The bigger question is how will the Secondary Market react to TRID 2.0? Will investors be concerned about liability, and whether consumers have a private right of action for errors arising during this 2017 TRID phase-in window? “This will remain an unknown, to be addressed on a case-by-case basis as issues are identified. While the CFPB has stated that its “clarifications” are not retroactive, what will become of pre-existing TRID errors that, had they occurred after TRID 2.0’s effective date, would not be TRID errors?” answered Levonick.

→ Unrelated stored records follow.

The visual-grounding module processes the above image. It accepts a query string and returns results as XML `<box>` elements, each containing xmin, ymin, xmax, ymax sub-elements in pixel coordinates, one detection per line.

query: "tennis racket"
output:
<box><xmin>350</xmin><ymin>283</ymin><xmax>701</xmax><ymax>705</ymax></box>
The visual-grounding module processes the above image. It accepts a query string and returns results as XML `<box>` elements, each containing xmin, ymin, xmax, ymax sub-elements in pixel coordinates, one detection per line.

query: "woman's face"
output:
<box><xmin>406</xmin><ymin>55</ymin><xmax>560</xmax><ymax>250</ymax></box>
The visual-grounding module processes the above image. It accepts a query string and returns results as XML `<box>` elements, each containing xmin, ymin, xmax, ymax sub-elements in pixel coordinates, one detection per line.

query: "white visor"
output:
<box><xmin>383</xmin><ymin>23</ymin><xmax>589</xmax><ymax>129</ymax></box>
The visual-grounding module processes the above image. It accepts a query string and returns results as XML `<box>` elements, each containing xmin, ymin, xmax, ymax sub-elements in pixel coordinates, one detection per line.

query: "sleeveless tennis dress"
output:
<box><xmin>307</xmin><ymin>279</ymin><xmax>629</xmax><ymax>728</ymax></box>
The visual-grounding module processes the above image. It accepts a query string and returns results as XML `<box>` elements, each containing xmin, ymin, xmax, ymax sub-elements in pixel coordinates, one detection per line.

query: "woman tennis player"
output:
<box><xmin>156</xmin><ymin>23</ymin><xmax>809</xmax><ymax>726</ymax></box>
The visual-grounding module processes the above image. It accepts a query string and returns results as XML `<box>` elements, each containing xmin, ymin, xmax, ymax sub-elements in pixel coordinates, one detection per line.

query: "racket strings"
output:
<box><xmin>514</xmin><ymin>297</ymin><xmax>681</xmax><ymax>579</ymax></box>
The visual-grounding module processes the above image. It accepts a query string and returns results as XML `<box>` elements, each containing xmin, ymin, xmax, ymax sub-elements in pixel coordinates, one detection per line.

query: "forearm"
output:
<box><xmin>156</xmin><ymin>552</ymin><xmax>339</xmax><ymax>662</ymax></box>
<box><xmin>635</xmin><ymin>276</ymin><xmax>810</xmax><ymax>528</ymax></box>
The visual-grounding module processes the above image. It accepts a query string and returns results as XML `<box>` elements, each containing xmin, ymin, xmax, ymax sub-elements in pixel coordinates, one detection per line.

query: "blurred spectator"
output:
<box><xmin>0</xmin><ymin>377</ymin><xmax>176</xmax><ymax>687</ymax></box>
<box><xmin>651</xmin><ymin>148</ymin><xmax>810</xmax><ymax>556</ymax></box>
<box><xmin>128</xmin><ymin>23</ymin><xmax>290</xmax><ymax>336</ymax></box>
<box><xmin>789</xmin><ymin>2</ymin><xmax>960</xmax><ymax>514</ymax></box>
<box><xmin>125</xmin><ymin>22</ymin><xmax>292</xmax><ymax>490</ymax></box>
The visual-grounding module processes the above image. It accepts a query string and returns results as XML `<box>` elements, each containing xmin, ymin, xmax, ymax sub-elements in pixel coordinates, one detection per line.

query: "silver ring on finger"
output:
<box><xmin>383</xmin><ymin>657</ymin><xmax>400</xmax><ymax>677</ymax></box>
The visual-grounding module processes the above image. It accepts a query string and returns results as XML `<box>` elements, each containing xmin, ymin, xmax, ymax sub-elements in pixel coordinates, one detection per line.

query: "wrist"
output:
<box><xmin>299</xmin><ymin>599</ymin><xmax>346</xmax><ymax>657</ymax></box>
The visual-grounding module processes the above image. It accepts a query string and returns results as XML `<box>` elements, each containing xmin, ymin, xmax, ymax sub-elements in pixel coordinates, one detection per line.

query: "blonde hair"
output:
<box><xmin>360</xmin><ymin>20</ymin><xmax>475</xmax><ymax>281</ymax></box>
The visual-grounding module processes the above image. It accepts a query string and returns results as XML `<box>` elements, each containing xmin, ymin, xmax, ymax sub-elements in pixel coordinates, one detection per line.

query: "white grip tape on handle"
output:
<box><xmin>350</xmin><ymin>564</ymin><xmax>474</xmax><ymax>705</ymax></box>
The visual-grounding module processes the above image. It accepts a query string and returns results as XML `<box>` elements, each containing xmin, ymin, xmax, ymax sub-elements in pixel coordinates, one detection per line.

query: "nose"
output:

“In the meantime, we all continue to work through the new rule, hopeful that, in the long run, its clarifications will reduce confusion, lead to fewer errors in origination, and increase secondary market pull through on loan acquisitions,” he added.
Cremata agrees that TRID 2.0 has some flaws. “It’s disappointing (although not surprising) that the Bureau refused to address simultaneous issue rates, additional cure mechanisms, or the so-called “black hole” (although the black hole is the subject of a new proposal, released at the same time as the final rule, on which the Bureau is currently seeking comments).
“Overall, the finalization of TRID 2.0 represents a significant positive development for the industry. Although it fails (or declines) to resolve several of what have been the industry’s biggest pain points with TRID, it nonetheless introduces a number of much-needed clarifications and amendments, and is unquestionably a step in the right direction by the Bureau,” he concluded.